A bike rider approaches a hill with a speed of 8.50 m/s. The total mass of the bike and rider is 85-kg a. Find the kinetic energy of the bike and rider. ッ7o.6 JV The rider coast up the hill. Assuming there is no friction; at what height will the bike come to a stop? KE -h 307026 mg (85)(9.8) 354 J c. Does your answer depend on the mass of the bike and rider? Explain.
Kinematics
A machine is a device that accepts energy in some available form and utilizes it to do a type of work. Energy, work, or power has to be transferred from one mechanical part to another to run a machine. While the transfer of energy between two machine parts, those two parts experience a relative motion with each other. Studying such relative motions is termed kinematics.
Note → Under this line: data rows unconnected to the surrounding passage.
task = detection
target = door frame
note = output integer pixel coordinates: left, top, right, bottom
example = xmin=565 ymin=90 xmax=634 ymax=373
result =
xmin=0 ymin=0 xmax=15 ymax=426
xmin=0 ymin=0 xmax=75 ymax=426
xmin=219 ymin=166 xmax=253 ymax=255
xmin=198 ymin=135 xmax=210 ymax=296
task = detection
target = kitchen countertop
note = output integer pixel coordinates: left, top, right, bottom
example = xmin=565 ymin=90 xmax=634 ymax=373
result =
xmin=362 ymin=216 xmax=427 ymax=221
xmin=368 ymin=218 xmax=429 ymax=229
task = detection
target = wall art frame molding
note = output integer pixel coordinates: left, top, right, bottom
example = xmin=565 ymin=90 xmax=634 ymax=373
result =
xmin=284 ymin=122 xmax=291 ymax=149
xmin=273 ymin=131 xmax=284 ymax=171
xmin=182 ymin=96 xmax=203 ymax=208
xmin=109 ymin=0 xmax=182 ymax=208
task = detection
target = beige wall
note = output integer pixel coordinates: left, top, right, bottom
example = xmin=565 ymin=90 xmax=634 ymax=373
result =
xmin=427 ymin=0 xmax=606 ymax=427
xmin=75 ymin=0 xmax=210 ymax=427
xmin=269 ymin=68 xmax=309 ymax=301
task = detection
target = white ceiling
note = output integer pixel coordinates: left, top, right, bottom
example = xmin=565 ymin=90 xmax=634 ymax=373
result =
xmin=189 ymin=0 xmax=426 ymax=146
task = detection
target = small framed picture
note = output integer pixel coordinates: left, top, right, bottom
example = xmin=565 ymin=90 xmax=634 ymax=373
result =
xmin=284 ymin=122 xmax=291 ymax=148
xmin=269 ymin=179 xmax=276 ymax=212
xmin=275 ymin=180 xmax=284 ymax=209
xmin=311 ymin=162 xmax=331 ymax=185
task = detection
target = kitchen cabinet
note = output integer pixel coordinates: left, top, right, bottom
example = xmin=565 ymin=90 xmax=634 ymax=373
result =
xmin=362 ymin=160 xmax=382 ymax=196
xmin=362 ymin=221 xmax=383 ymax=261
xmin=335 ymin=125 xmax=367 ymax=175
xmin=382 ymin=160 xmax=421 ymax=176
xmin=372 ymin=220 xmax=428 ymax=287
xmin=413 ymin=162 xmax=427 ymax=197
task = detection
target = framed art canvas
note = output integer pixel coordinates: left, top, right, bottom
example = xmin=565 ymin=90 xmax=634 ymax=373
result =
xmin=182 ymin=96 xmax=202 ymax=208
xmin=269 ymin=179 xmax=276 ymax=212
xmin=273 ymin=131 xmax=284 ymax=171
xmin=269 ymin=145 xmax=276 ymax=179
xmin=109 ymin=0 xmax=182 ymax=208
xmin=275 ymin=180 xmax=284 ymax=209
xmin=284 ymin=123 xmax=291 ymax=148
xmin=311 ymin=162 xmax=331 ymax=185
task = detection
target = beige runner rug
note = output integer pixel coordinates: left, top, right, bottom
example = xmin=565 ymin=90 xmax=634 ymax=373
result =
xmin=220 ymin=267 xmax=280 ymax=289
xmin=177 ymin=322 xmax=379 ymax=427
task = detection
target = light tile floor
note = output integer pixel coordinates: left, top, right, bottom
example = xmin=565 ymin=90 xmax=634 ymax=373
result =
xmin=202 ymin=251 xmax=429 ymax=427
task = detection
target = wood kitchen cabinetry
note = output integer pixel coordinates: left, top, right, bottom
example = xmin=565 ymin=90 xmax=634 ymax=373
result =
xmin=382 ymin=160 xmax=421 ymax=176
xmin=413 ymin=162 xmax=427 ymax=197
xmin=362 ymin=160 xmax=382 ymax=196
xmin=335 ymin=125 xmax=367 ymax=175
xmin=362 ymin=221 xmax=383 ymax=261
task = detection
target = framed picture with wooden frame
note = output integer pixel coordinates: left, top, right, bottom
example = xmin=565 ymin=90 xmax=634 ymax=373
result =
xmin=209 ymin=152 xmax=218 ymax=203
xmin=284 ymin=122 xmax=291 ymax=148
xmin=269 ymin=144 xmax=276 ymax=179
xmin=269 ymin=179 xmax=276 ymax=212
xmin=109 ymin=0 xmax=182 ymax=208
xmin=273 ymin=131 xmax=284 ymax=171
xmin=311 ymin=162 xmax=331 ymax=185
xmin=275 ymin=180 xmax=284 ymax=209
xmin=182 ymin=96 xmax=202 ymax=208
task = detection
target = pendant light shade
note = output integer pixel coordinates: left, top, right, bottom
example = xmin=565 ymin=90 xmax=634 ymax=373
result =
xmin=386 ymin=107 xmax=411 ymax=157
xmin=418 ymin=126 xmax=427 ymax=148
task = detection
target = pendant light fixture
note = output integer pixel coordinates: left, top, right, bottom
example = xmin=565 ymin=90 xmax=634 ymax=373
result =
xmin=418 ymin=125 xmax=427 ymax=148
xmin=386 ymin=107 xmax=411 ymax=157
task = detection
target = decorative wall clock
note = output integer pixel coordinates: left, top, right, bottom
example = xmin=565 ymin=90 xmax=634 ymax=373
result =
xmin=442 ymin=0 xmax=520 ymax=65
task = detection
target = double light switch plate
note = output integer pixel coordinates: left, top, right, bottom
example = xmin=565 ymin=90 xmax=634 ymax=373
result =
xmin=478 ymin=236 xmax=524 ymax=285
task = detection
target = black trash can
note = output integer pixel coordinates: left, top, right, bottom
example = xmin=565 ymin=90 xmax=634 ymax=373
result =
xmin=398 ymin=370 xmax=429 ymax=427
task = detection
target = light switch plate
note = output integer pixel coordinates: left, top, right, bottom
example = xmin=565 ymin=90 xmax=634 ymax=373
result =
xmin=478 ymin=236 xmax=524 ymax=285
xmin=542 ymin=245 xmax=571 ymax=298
Kinetic Energy and Work-Energy Theorem
In physics, work is the product of the net force in direction of the displacement and the magnitude of this displacement or it can also be defined as the energy transfer of an object when it is moved for a distance due to the forces acting on it in the direction of displacement and perpendicular to the displacement which is called the normal force. Energy is the capacity of any object doing work. The SI unit of work is joule and energy is Joule. This principle follows the second law of Newton's law of motion where the net force causes the acceleration of an object. The force of gravity which is downward force and the normal force acting on an object which is perpendicular to the object are equal in magnitude but opposite to the direction, so while determining the net force, these two components cancel out. The net force is the horizontal component of the force and in our explanation, we consider everything as frictionless surface since friction should also be calculated while called the work-energy component of the object. The two most basics of energy classification are potential energy and kinetic energy. There are various kinds of kinetic energy like chemical, mechanical, thermal, nuclear, electrical, radiant energy, and so on. The work is done when there is a change in energy and it mainly depends on the application of force and movement of the object. Let us say how much work is needed to lift a 5kg ball 5m high. Work is mathematically represented as Force ×Displacement. So it will be 5kg times the gravitational constant on earth and the distance moved by the object. Wnet=Fnet times Displacement.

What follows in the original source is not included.